Là, je ne dis rien, je ne bouge pas — je n’ai rien pour me couvrir la tête et pleurer, ou hurler.

Ne reste pas là, viens, suis nous. Vite.

Je ne tourne pas la tête, mais la voix qui s’est posée sur moi, venant de la droite, me perfore le crâne — elle s’est élevée à ma hauteur, s’est découpée dans le murmure qui tapissait tout l’espace autour, et je l’ai entendue s’en extirper en recouvrant soudain le grouillement qui s’est tu tout à coup en elle, alors les voix me sont apparues avec encore plus de violence. Je reste là sans bouger, je fais le mort.

Si tu ne viens pas tant pis pour toi.

Et tandis que les formes de droite m’appellent à elles, les formes de gauche avec toutes leurs voix inaudibles s’approchent, glissent lentement vers moi, je le sens bien.

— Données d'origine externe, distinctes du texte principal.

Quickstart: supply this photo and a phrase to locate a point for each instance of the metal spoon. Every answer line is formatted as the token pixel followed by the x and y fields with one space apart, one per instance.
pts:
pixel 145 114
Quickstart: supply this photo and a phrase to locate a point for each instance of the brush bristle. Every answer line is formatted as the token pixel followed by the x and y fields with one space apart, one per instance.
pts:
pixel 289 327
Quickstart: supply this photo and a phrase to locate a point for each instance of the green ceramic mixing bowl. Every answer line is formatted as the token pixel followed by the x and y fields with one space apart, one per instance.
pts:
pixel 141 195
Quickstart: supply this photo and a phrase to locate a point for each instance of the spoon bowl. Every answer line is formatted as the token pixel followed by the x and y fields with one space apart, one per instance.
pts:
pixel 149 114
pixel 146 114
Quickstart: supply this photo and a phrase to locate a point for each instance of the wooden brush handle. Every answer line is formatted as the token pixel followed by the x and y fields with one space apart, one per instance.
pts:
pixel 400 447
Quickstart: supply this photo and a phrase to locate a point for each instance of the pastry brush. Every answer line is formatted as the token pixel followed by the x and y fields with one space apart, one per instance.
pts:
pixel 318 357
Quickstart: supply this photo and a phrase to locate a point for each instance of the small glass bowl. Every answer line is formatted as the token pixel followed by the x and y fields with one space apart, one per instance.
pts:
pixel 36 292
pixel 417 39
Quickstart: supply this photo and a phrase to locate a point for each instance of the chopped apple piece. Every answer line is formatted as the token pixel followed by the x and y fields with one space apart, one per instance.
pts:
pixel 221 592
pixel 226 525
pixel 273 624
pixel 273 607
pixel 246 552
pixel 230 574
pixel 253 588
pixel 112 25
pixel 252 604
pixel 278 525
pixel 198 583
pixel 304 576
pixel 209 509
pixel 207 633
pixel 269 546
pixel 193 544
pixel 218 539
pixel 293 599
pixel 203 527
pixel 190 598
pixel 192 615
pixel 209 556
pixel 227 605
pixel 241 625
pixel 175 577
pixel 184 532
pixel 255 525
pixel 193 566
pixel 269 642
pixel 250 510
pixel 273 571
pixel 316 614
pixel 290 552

Me gagnent ; sont sur le point de parler à l’intérieur de moi.

Alors, je me dresse soudain et me mets à courir suivant les deux formes de droite qui me montrent le chemin — on passe très vite d’un quai à l’autre, à un autre encore. C’est à chaque couloir, la peur des rêves quand on se sait poursuivi — mais qu’on ignore qui, et pourquoi —, c’est l’impossibilité d’avancer après la marche du matin, et l’errance dans le cimetière, et la course pour arriver jusque là, et l’autre course encore pour suivre l’homme qui fendait la foule : mais j’avance quand même, derrière moi j’entends le pas plus vif et sûr de ceux qui nous ont pris en chasse, leur haleine sur mon cou, la main tendue prête à me saisir au col — et soudain, au détour d’un couloir aussi long, aussi mal éclairé, aussi vide que les autres, la chasse s’arrête ; les bruits de pas s’éloignent, c’est fini.

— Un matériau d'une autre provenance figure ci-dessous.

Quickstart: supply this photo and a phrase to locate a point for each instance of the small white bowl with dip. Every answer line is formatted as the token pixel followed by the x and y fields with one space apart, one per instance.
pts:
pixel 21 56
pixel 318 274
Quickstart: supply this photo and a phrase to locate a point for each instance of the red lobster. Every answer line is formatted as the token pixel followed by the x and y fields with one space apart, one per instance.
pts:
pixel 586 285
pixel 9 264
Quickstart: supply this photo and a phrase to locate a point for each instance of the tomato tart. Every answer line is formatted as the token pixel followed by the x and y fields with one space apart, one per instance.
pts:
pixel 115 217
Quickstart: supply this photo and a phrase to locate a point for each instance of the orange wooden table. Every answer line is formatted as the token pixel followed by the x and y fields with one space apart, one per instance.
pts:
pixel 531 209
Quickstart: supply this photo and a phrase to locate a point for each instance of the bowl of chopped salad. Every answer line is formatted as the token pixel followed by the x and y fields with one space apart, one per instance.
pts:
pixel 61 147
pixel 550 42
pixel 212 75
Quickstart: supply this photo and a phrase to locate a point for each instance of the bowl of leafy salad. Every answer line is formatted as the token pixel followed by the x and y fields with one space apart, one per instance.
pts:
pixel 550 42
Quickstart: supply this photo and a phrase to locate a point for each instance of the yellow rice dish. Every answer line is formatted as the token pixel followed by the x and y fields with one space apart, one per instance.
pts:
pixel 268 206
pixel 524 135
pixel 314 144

On continue pourtant d’aller, courant au même rythme, avec la même peur qui fait naître des raisonnements absurdes (si on ne les entends plus derrière, c’est qu’il sont maintenant devant nous ? Ou bien : s’ils s’arrêtent, c’est qu’un danger plus grand, qui les effraie eux, nous attend ?). Je suis seul dans cette peur : les deux qui m’entraînent dans ces couloirs rient maintenant, d’un rire sec, malade.

On finit par se retrouver dans le renfoncement d’un couloir gris à-demi carrelé, au milieu d’un amas invraisemblable d’objets et de détritus ; et je m’effondre — eux aussi ; on souffle en rythme pour reprendre davantage pied ensemble. Ils continuent de rire, et ce rire, plus que la course, m’étrangle.

T’en fais pas ; ils sont loin, n’ont pas suivi ; ça ira cette fois-ci. Ça ira bien. Tu peux y aller, maintenant.

Mais je ne peux pas me lever — ils le savent.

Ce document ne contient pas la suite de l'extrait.